As in the UK, they’re called “squatters,” and they’re joined together in a loose coalition of leftist politics, anti-militarist apathy, and hard punk rock. Whereas the Stonesy Genders poke gentle fun at West Bank settlers who form the extreme right wing of Israeli society, these bands rage against the machine. HaYehudim (“the Jews,” though the band’s manager translated it for me as the pejorative “the Heebs”) and the now-defunct Deir Yassin (named for the site of an infamous massacre of Palestinians during the 1948 War for Independence) support the growing youth movement by playing shows in abandoned squats. They’re not apathetic in a no-future/nevermind sense. They believe that to drop out of a system that’s headed in the wrong direction is the only option.
“It’s just not right,” says one of the oldest and most committed squatters, a political activist who goes by the pseudonym Cat. “The IDF [Israeli Defense Forces] would love to find me. I regularly go into the territories and help organize Palestinian resistance that is peaceful and non-violent.

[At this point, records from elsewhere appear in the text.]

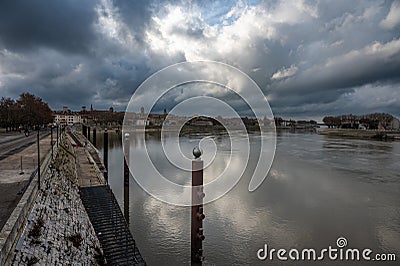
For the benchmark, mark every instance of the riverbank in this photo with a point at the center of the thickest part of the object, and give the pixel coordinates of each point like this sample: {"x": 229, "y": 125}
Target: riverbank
{"x": 58, "y": 229}
{"x": 360, "y": 134}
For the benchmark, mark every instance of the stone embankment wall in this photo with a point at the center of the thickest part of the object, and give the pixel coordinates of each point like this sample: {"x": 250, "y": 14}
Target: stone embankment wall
{"x": 58, "y": 231}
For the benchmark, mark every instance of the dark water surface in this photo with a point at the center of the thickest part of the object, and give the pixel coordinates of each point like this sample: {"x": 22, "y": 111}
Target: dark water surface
{"x": 318, "y": 189}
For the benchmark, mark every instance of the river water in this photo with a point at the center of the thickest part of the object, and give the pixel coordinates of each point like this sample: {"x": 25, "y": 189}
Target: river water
{"x": 318, "y": 189}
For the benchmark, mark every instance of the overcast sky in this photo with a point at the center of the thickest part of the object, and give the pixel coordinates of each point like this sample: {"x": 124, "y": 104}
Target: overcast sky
{"x": 310, "y": 58}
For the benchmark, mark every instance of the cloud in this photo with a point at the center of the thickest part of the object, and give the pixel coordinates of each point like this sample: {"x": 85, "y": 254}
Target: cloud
{"x": 285, "y": 72}
{"x": 392, "y": 19}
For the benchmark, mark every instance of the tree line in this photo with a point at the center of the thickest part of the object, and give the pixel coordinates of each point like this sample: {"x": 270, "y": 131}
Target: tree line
{"x": 369, "y": 121}
{"x": 27, "y": 112}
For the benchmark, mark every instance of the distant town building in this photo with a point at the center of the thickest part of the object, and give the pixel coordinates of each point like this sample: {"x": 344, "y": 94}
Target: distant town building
{"x": 66, "y": 117}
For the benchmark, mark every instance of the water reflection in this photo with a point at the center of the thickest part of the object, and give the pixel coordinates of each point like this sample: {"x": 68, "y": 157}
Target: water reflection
{"x": 318, "y": 189}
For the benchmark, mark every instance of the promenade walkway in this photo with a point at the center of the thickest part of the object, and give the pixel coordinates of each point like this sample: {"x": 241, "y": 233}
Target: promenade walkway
{"x": 110, "y": 226}
{"x": 12, "y": 182}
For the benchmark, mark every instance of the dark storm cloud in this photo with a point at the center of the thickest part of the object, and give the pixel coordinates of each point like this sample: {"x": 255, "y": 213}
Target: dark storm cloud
{"x": 64, "y": 25}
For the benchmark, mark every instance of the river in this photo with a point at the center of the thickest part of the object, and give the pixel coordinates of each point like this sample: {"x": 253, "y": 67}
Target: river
{"x": 318, "y": 189}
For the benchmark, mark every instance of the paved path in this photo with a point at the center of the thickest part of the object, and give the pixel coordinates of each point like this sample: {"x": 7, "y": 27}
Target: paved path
{"x": 59, "y": 231}
{"x": 12, "y": 182}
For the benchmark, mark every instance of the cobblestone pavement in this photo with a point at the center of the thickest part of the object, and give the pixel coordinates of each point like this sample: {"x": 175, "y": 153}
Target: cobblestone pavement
{"x": 58, "y": 231}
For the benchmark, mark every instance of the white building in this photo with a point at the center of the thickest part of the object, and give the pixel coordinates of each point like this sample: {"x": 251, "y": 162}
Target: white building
{"x": 67, "y": 118}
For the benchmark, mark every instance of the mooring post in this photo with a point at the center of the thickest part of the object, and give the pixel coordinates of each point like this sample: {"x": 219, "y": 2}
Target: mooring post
{"x": 126, "y": 177}
{"x": 22, "y": 171}
{"x": 38, "y": 144}
{"x": 197, "y": 235}
{"x": 105, "y": 154}
{"x": 51, "y": 141}
{"x": 94, "y": 137}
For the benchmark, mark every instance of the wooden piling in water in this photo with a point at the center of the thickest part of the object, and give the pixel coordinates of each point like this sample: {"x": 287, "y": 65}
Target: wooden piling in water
{"x": 105, "y": 154}
{"x": 197, "y": 235}
{"x": 126, "y": 177}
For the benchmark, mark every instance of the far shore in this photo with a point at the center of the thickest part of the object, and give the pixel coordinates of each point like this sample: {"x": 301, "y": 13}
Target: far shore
{"x": 361, "y": 133}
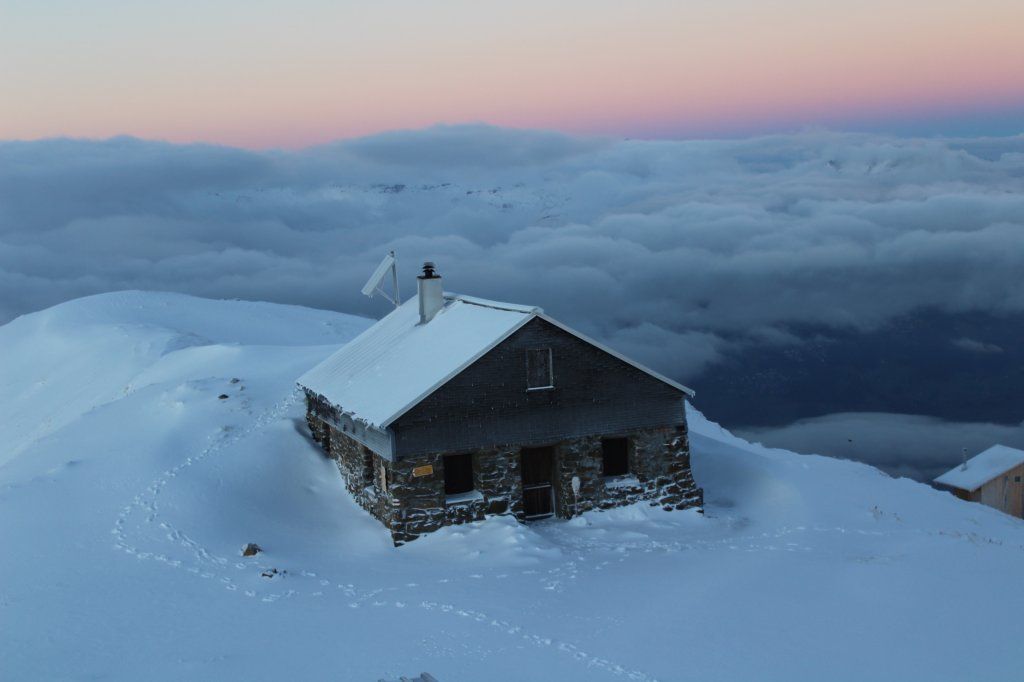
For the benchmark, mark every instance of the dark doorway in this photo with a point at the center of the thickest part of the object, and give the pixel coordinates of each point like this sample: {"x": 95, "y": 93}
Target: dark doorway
{"x": 538, "y": 472}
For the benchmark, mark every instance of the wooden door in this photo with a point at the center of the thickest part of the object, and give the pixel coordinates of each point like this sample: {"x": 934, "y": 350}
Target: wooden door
{"x": 538, "y": 465}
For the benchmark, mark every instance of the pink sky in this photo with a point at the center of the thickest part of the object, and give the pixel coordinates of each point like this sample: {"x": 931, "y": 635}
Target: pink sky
{"x": 274, "y": 74}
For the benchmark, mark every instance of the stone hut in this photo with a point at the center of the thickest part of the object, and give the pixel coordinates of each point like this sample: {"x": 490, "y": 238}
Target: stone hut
{"x": 992, "y": 477}
{"x": 453, "y": 409}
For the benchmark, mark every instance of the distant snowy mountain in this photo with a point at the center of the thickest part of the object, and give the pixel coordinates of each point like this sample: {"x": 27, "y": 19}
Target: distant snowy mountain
{"x": 147, "y": 437}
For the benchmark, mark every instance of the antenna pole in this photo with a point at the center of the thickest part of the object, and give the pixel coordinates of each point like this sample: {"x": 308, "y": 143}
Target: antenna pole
{"x": 394, "y": 280}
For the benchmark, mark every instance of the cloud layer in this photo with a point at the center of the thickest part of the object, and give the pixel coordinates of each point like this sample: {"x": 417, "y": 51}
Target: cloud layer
{"x": 912, "y": 445}
{"x": 677, "y": 252}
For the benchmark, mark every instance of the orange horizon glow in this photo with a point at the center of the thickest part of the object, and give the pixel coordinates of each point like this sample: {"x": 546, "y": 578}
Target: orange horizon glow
{"x": 281, "y": 77}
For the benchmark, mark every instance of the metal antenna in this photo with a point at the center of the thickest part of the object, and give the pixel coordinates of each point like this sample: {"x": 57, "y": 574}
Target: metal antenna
{"x": 373, "y": 285}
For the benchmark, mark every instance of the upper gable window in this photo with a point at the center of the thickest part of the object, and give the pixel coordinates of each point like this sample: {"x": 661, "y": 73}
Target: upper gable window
{"x": 539, "y": 369}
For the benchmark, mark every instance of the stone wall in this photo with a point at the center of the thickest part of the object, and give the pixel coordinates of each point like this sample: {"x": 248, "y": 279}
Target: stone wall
{"x": 411, "y": 505}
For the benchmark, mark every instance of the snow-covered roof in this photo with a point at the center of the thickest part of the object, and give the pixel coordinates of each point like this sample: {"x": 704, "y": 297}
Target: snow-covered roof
{"x": 982, "y": 468}
{"x": 395, "y": 364}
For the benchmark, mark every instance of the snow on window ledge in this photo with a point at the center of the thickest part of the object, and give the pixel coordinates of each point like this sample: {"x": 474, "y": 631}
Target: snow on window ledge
{"x": 622, "y": 481}
{"x": 463, "y": 498}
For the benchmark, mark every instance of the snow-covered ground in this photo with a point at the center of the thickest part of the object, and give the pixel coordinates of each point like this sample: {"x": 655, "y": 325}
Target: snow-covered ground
{"x": 128, "y": 488}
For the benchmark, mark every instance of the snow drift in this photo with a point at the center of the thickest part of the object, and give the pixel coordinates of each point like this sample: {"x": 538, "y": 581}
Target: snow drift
{"x": 129, "y": 485}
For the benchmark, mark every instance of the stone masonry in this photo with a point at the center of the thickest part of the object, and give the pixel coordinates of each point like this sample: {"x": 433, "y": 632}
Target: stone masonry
{"x": 411, "y": 505}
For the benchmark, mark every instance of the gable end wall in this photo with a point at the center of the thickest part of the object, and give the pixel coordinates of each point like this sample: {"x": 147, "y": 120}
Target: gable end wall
{"x": 487, "y": 403}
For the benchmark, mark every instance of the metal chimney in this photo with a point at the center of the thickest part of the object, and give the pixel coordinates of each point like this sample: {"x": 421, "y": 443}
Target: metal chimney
{"x": 431, "y": 293}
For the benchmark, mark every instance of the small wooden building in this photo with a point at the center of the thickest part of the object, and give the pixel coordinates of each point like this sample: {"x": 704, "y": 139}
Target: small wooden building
{"x": 992, "y": 477}
{"x": 452, "y": 409}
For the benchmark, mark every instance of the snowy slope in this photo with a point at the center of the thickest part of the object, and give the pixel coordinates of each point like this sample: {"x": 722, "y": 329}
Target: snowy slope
{"x": 127, "y": 489}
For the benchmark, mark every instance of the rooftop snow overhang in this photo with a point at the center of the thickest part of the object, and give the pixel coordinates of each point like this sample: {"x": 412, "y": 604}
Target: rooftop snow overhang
{"x": 399, "y": 350}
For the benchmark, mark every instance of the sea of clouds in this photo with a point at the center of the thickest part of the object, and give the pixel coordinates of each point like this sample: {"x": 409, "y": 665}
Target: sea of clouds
{"x": 679, "y": 253}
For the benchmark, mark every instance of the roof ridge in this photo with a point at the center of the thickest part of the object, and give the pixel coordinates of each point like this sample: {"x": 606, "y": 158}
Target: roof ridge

But the government still doesn’t like it.”
Indeed, the government so disapproves of Cat’s activities that it’s revoked his driver’s license and made it difficult for him to open a bank account. “Yeah, if things continue like this, I guess I’ll have to move to the other side [of the security fence].”
Cat is joking; the situations in which he sometimes finds himself are, however, quite serious. I spoke to him one night after he had spent the day constructing tank barriers from abandoned tires in the Palestinian city of Nablus. He sounded tired but in good spirits. But then I heard what sounded like firecrackers. There was some scuffling and the phone went silent. “Cat? Cat? Hello, are you there?” After a long pause, he returned, speaking in a hushed voice. “They’re shooting.” “Who?” “Who knows? Every night it is like this. They shoot, the army shoots, the army shoots, they shoot.” He sounded more tired than ever, and I cut the call short, suddenly feeling exhausted myself. Yet as I hung up, I heard those last words — “they shoot, the army shoots, the army shoots, they shoot” — repeating in my head like a song’s chorus.